By Raine LeBlanc (they/them), North Coast Project Assistant
Thanks to CalTrout, I spent 2020 traveling around the world. I even spent a little time in outer space!
My journey started in summer 2019 when my boss, Darren Mierau, Director of CalTrout’s North Coast Region, casually asked me if I wanted to learn GIS. Sure, I replied, figuring I’d teach myself GIS in a couple of weeks online with some YouTube videos and simple tutorials. After all, I had worked in graphic design and page layout before coming to CalTrout, so how hard could mapmaking be?
It didn’t take long for me to figure out that Geographic Information Sciences are an entire discipline that includes not only cartography/graphic design but also more than a little math and science. I needed more structure to do this right. Fortunately, CalTrout stepped up with support from the Resource Legacy Fund (RLF) to support staff development in GIS, and I signed up for the Online Geospatial Certificate course through Humboldt State University, a 5-course minor in GIS taught entirely remotely.
The coursework started in January and ends just about as you are reading this. I have been privileged in this terrible year to have this great escape, to delve into and out of this world from the comfort of my living room. The coursework has covered areas as diverse as research methods, data access and evaluation, electromagnetic energy and satellite remote sensing, the history of navigation, cultural critiques of the discipline, and cartography (my favorite).
In the past year, I’ve mapped animal migration paths, evaluated Los Angeles County crime hotspots, selected optimal homesteading sites, plotted garbage truck routes, promoted tourism of ancient Gaul, made faux antique maps of Madagascar, and memorialized murder victims.
I used my final projects to deepen my understanding of hydrology and North Coast rivers, so I’ve mapped sea level rise on Humboldt Bay, conducted a longitudinal analysis of the vegetation changes on Cannibal Island, and constructed maps of intrinsic potential for salmon on Cedar Creek. As I write this, I am working on an analysis of beaver habitat on the Elk River, as well as an atlas of the Elk River watershed in various map styles, including a faux blueprint.
I’ve also had many opportunities to use my new skills at CalTrout, including working up a large-scale map of the mighty Eel River basin. But the work that really showed the power of having in-house mapping is with the Redwood Creek Estuary project. Building on work started by Redwood National Park, I worked with Darren and program manager Mary Burke to map out potential restoration actions, such as levee removal and excavation, in this estuary.
These maps provided a point of reference for CalTrout, landowners, and stakeholders to discuss the project. Coming together around a map, even virtually, provides a point of focus for a group to plan a project, and facilitates communication.
This was an iterative process, and I was able to produce multiple versions of the map reflecting the needs of the various stakeholders, which were then used to advance consensus and project planning. Having the capacity to produce map versions quickly helped move the conversation forward. The project is ongoing, so we can’t share these maps here, which is a relief as they are not my most aesthetically pleasing work, but certainly the most useful so far.

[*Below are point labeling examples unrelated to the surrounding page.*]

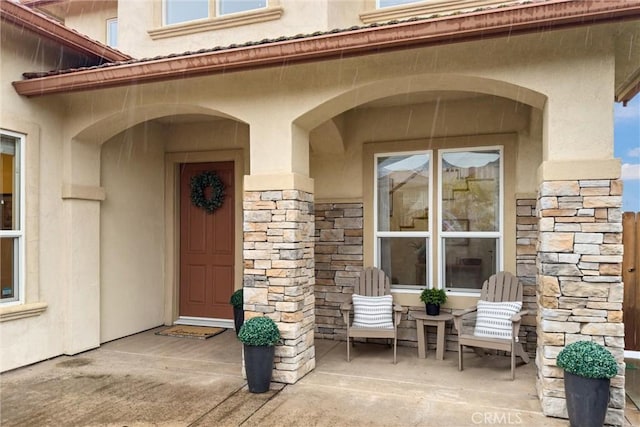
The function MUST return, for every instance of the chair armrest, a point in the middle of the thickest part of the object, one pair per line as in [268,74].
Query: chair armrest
[464,312]
[346,306]
[458,316]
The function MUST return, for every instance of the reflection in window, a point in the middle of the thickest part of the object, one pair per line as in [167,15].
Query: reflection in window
[471,190]
[390,3]
[10,222]
[468,262]
[177,11]
[402,196]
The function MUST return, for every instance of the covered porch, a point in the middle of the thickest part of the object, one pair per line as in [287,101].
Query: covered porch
[149,379]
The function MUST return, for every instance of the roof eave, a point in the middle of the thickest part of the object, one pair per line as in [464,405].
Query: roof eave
[496,23]
[46,27]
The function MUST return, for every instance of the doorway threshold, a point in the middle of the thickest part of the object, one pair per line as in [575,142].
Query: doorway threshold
[204,321]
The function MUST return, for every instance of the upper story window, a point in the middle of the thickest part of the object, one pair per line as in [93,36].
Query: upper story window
[11,218]
[391,3]
[112,32]
[180,11]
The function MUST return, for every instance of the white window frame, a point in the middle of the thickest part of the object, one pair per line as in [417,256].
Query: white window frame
[441,235]
[213,11]
[18,234]
[427,235]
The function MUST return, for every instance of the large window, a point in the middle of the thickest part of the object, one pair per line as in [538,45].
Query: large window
[11,218]
[179,11]
[468,227]
[403,194]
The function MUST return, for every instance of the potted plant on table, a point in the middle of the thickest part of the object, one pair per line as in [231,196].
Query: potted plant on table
[237,301]
[259,336]
[588,369]
[433,298]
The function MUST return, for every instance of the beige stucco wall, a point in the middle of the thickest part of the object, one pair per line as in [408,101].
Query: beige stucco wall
[90,17]
[132,232]
[317,15]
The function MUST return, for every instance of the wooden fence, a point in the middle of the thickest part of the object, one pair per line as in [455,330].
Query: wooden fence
[631,279]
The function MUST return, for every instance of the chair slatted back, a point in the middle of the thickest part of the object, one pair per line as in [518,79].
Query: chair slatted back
[373,282]
[502,286]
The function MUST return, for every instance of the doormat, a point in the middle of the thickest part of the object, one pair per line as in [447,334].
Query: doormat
[185,331]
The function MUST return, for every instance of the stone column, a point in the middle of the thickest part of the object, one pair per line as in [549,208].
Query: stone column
[579,283]
[279,273]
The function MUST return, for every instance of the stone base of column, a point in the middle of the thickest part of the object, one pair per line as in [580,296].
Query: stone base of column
[278,252]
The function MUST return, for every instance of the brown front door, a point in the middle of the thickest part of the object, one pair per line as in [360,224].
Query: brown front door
[206,246]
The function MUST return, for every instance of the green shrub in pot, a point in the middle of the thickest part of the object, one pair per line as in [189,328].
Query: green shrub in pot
[259,331]
[259,336]
[587,359]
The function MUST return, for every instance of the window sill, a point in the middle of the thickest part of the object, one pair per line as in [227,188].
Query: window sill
[423,9]
[235,20]
[22,311]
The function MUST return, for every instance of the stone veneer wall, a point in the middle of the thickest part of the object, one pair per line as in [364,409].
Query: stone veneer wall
[339,259]
[579,284]
[278,252]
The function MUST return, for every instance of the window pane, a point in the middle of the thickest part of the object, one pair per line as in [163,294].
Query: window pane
[234,6]
[404,259]
[468,262]
[403,191]
[185,10]
[389,3]
[112,32]
[9,195]
[8,269]
[471,190]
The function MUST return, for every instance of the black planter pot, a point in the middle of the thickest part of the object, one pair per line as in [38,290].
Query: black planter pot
[258,363]
[238,318]
[587,400]
[433,309]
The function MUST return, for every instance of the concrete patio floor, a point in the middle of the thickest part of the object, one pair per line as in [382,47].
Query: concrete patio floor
[146,379]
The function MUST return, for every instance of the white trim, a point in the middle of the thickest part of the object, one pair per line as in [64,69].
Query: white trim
[498,235]
[204,321]
[630,354]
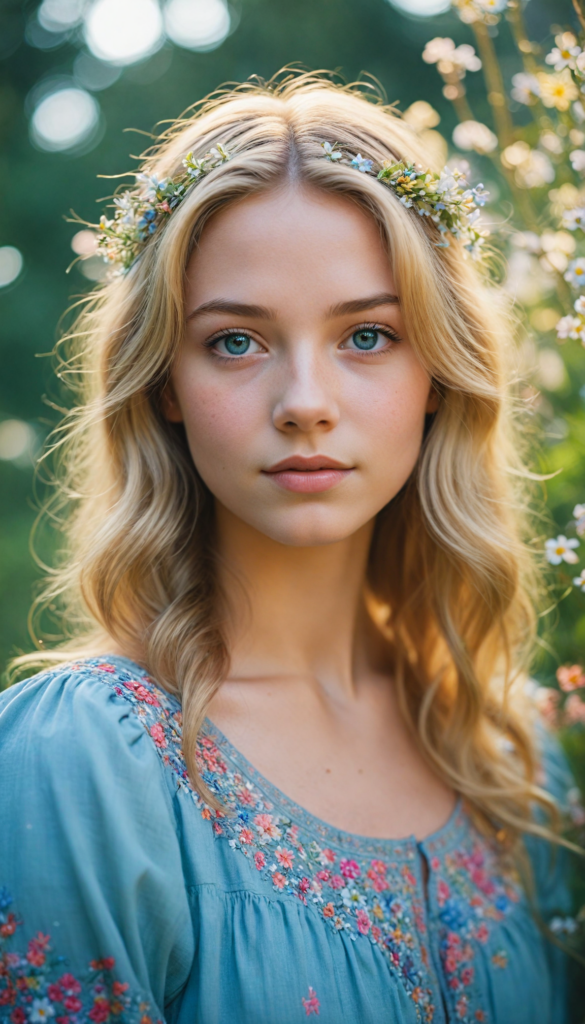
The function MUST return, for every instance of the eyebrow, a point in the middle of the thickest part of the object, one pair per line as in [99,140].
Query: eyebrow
[262,312]
[360,305]
[234,308]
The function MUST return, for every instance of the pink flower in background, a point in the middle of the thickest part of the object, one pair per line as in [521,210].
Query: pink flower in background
[547,702]
[575,710]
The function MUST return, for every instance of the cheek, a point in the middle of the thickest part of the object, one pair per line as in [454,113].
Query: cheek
[220,422]
[390,416]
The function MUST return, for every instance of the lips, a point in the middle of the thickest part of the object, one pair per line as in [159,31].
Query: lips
[308,474]
[306,464]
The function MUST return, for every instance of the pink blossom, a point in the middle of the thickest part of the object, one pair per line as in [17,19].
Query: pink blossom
[571,678]
[364,922]
[158,734]
[547,704]
[349,868]
[72,1004]
[461,1006]
[285,857]
[99,1011]
[575,710]
[443,892]
[70,984]
[311,1005]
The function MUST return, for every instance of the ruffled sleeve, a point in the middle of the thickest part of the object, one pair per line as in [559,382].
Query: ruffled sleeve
[94,916]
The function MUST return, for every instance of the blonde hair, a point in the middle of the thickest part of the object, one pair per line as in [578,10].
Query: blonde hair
[450,580]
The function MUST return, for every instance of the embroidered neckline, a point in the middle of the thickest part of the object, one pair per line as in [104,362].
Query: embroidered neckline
[447,836]
[362,888]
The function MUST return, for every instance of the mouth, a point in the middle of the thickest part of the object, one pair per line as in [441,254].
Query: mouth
[308,474]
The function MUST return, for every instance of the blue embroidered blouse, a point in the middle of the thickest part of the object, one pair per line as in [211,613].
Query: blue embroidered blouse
[124,899]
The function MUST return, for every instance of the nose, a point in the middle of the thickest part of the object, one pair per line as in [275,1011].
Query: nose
[306,399]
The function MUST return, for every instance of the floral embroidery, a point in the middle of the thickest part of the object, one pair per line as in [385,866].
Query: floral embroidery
[369,895]
[35,986]
[471,892]
[311,1005]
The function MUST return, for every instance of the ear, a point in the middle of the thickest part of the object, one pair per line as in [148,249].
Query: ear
[169,403]
[432,400]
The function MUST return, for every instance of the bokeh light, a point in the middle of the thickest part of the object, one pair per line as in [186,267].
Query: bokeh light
[16,440]
[65,119]
[84,243]
[424,8]
[10,264]
[197,25]
[124,31]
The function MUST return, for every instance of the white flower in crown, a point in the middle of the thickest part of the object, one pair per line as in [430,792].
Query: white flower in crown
[362,164]
[150,185]
[558,549]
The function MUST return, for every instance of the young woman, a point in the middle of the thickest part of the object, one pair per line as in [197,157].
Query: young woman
[291,769]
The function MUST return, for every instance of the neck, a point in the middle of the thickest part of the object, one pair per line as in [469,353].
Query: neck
[295,611]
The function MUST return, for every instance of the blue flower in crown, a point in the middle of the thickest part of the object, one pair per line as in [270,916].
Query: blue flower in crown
[139,212]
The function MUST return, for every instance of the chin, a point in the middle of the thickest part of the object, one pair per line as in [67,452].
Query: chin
[310,528]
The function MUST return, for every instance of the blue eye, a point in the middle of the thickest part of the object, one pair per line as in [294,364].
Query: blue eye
[235,344]
[365,339]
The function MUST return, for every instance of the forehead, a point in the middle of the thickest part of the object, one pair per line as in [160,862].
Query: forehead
[291,244]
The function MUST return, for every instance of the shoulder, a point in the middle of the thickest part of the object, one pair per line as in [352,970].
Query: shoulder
[77,716]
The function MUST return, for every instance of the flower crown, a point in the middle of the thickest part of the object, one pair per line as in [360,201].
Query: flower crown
[444,198]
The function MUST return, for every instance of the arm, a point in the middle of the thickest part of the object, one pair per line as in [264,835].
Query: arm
[89,857]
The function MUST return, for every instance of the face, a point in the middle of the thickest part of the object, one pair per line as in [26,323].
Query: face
[302,399]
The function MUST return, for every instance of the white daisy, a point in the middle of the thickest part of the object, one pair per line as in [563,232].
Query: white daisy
[558,549]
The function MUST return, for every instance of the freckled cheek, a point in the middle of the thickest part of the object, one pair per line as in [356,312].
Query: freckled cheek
[391,419]
[220,425]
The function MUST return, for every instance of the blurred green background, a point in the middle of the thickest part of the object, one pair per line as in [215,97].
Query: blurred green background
[50,50]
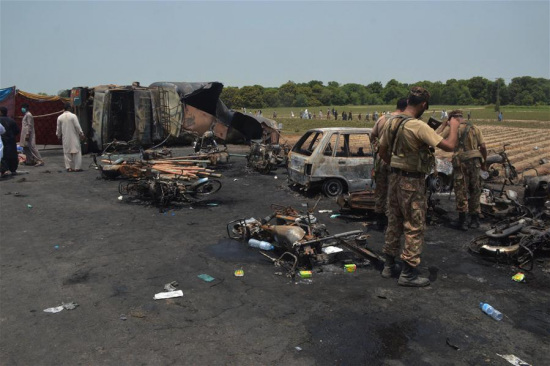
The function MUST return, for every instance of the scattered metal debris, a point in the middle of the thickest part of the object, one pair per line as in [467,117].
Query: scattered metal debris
[206,278]
[168,295]
[448,342]
[514,242]
[162,192]
[64,306]
[514,360]
[171,286]
[265,157]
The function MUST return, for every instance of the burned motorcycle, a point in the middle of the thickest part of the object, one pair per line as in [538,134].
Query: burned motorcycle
[516,242]
[161,192]
[298,236]
[499,164]
[265,157]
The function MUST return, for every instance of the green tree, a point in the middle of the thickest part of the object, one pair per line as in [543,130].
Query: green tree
[478,89]
[339,97]
[393,91]
[326,97]
[252,96]
[271,97]
[301,100]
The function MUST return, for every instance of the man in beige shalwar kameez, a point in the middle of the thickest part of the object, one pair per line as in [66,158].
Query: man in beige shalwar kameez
[69,130]
[28,138]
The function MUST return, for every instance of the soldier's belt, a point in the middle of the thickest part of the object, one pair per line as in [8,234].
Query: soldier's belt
[407,174]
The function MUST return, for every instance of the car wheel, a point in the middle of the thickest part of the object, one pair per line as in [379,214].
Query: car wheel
[333,187]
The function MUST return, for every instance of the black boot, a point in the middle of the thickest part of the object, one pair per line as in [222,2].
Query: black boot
[390,267]
[461,222]
[409,277]
[381,221]
[474,221]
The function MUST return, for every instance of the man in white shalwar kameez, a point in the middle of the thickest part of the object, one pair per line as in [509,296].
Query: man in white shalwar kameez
[69,130]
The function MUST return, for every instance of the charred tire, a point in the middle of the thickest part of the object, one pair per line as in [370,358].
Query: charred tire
[207,188]
[333,187]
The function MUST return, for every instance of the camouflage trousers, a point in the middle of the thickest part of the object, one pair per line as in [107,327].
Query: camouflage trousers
[381,177]
[407,206]
[467,185]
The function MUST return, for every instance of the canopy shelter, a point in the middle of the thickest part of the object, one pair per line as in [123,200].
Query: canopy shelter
[45,110]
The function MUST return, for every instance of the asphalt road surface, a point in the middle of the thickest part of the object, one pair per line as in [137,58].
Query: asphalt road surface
[79,243]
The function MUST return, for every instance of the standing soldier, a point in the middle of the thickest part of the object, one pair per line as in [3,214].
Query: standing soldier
[469,157]
[381,169]
[405,145]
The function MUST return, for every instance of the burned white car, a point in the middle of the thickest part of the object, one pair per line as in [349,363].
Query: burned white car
[338,159]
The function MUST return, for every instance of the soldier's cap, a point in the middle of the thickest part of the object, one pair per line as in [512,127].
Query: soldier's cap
[455,113]
[420,93]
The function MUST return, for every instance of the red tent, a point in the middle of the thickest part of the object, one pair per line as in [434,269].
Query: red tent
[45,110]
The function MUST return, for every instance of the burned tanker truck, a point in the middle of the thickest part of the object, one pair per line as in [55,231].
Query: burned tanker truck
[173,112]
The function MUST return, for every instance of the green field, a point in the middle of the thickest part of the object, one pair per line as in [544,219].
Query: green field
[514,116]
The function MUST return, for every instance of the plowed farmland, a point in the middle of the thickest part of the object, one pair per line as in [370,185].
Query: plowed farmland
[527,147]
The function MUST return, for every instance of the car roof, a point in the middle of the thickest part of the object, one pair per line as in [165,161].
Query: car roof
[343,129]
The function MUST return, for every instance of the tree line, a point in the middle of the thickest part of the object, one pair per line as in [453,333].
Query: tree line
[478,90]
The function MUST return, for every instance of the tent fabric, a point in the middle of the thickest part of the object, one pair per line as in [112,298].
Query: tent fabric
[45,127]
[44,109]
[7,92]
[42,97]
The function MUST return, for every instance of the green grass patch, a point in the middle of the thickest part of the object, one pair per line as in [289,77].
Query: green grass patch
[514,116]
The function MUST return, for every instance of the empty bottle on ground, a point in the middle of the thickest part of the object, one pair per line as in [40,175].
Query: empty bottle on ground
[491,311]
[264,245]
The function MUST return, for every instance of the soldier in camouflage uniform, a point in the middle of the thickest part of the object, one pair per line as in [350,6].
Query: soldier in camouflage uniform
[381,169]
[405,146]
[469,157]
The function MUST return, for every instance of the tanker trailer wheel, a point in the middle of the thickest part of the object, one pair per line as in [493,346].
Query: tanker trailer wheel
[333,187]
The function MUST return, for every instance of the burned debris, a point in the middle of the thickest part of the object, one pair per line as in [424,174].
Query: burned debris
[523,234]
[298,237]
[164,112]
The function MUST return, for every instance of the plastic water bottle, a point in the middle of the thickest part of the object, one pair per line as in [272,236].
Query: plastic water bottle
[491,311]
[264,245]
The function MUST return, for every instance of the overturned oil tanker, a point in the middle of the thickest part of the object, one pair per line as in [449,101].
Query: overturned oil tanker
[163,111]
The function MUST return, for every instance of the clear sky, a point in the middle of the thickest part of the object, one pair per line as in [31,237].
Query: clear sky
[47,46]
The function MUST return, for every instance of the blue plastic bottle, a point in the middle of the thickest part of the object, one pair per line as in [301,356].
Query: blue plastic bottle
[491,311]
[264,245]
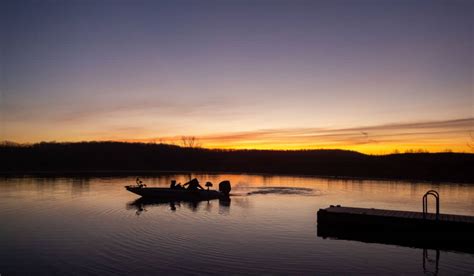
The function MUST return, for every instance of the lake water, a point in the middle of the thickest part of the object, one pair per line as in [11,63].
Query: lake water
[94,226]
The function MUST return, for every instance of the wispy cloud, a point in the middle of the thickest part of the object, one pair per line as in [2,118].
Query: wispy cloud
[427,134]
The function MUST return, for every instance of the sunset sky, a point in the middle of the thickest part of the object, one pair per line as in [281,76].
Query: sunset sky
[372,76]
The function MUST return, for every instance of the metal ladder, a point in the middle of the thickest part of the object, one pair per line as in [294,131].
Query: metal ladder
[425,203]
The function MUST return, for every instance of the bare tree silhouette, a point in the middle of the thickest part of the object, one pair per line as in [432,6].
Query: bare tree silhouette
[190,142]
[471,143]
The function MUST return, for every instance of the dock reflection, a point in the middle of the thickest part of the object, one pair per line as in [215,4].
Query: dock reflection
[421,240]
[141,204]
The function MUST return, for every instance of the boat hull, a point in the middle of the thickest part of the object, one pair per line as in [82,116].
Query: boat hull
[166,193]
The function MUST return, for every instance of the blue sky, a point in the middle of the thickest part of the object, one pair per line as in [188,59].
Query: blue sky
[140,70]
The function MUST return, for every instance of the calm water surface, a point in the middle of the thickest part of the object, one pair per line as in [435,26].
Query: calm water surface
[94,226]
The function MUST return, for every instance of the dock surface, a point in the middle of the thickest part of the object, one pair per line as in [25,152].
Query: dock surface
[404,228]
[399,214]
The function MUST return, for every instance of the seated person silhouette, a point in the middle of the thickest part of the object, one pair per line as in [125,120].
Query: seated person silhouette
[193,185]
[175,186]
[140,183]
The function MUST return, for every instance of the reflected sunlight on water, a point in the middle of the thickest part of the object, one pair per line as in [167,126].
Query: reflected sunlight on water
[92,225]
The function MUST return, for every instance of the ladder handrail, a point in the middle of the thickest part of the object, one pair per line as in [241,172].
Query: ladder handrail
[425,202]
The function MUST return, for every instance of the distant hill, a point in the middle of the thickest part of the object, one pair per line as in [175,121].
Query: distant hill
[122,157]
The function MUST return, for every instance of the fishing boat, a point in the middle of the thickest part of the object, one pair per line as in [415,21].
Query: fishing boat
[179,193]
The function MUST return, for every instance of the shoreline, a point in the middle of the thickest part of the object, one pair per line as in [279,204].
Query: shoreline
[114,173]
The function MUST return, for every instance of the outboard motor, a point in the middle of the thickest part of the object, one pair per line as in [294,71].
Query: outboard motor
[224,187]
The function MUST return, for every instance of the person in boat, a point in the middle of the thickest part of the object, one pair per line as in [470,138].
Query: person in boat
[193,185]
[175,186]
[140,183]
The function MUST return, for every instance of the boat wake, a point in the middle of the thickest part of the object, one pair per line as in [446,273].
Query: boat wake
[283,191]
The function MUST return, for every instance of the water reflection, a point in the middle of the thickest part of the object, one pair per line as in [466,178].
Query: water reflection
[89,226]
[142,204]
[462,242]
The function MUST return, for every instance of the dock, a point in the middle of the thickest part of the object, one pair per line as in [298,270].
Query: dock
[414,229]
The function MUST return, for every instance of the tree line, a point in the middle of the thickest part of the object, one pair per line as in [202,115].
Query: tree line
[86,157]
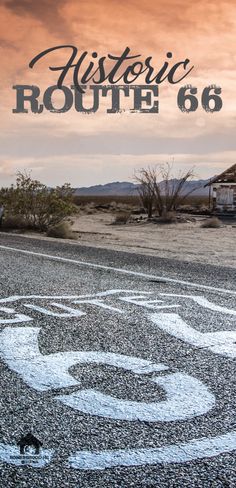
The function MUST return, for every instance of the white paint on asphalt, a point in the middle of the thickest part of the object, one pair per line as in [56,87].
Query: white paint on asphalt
[15,298]
[174,453]
[141,301]
[69,312]
[18,317]
[11,454]
[182,401]
[203,302]
[118,270]
[20,350]
[221,342]
[98,303]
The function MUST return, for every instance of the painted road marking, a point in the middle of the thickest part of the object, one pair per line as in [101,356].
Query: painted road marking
[175,453]
[185,395]
[19,349]
[182,401]
[118,270]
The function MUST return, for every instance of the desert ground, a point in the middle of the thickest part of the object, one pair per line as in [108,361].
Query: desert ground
[184,241]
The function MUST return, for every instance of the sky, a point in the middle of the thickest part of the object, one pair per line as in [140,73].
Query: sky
[93,149]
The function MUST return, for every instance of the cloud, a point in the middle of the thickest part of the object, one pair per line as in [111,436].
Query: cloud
[203,31]
[46,12]
[90,169]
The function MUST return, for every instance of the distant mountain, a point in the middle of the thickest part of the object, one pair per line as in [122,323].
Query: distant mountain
[116,188]
[125,188]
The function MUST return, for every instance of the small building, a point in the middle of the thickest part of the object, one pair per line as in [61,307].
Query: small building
[223,191]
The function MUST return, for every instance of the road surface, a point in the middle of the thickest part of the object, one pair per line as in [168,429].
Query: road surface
[122,366]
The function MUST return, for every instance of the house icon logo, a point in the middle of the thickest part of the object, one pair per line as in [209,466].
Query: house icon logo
[29,440]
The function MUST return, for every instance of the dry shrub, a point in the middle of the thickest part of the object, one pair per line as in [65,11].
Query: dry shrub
[168,218]
[61,230]
[121,218]
[212,223]
[14,222]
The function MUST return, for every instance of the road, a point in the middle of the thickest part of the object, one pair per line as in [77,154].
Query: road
[121,365]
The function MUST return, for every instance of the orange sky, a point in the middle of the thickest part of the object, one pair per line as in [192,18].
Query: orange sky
[86,150]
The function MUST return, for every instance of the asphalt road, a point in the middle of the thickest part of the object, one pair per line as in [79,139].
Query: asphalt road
[121,365]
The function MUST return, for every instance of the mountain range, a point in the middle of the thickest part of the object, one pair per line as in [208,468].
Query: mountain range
[126,188]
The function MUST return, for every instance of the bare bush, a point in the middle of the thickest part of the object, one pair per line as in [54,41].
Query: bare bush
[160,190]
[121,218]
[212,223]
[61,230]
[37,206]
[168,218]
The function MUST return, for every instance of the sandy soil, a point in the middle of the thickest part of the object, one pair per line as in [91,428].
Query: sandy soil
[182,241]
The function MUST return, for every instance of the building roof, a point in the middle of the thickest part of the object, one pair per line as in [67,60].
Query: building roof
[228,176]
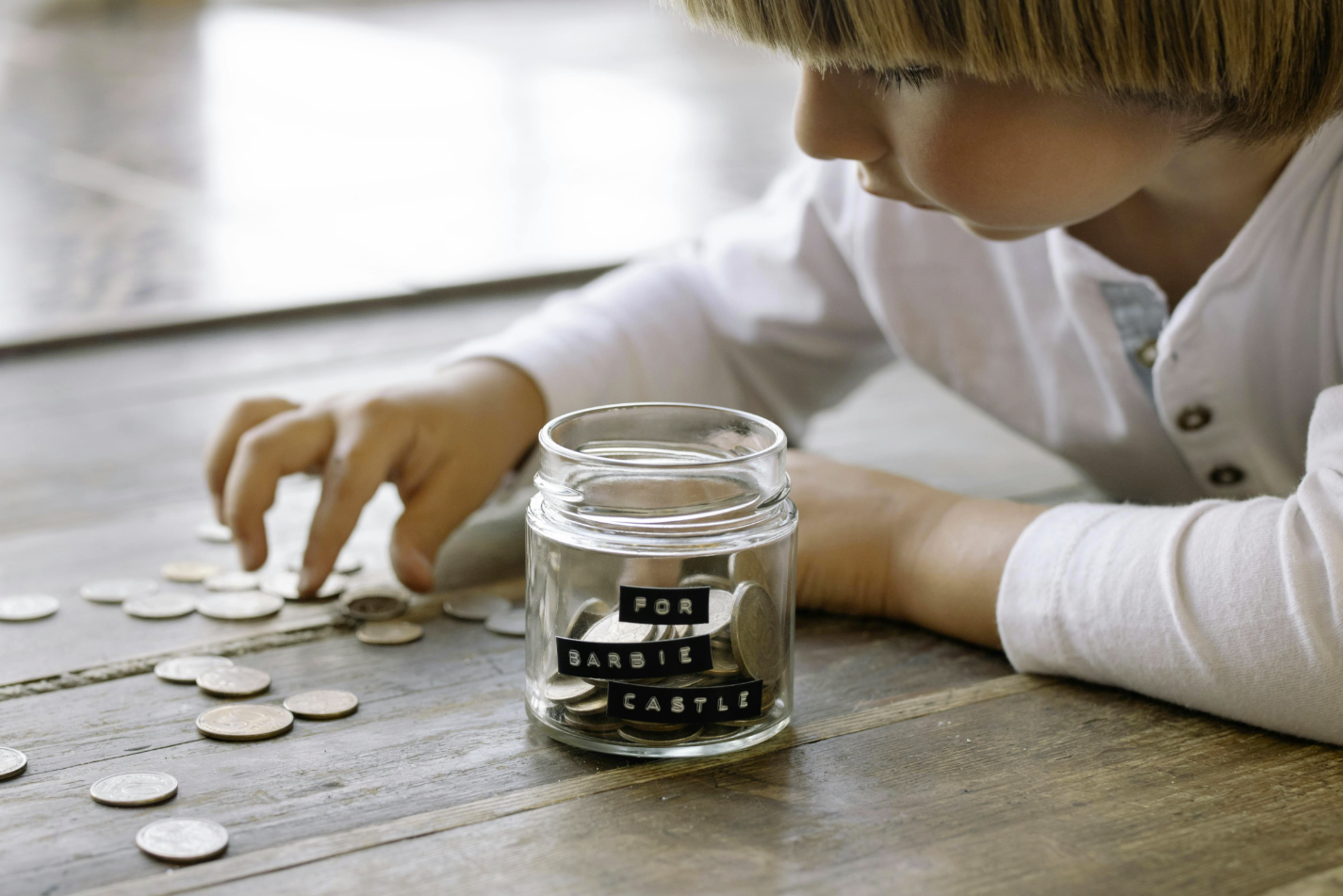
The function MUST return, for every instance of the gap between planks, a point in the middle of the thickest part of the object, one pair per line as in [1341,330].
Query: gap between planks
[303,852]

Learning GIS has been an incredible adventure. It’s also been challenging, putting in 20+ hours a week into coursework on top of working, living, and, well, surviving a pandemic.
Thank you to Darren for opening the door, to all the staff at CalTrout and especially the North Coast for listening and supporting, and especially to RLF for tuition funding. I look forward to continuing to make maps to advance to California Trout’s amazing work!
Raine Leblanc (they/them) is the project assistant in CalTrout’s North Coast Region.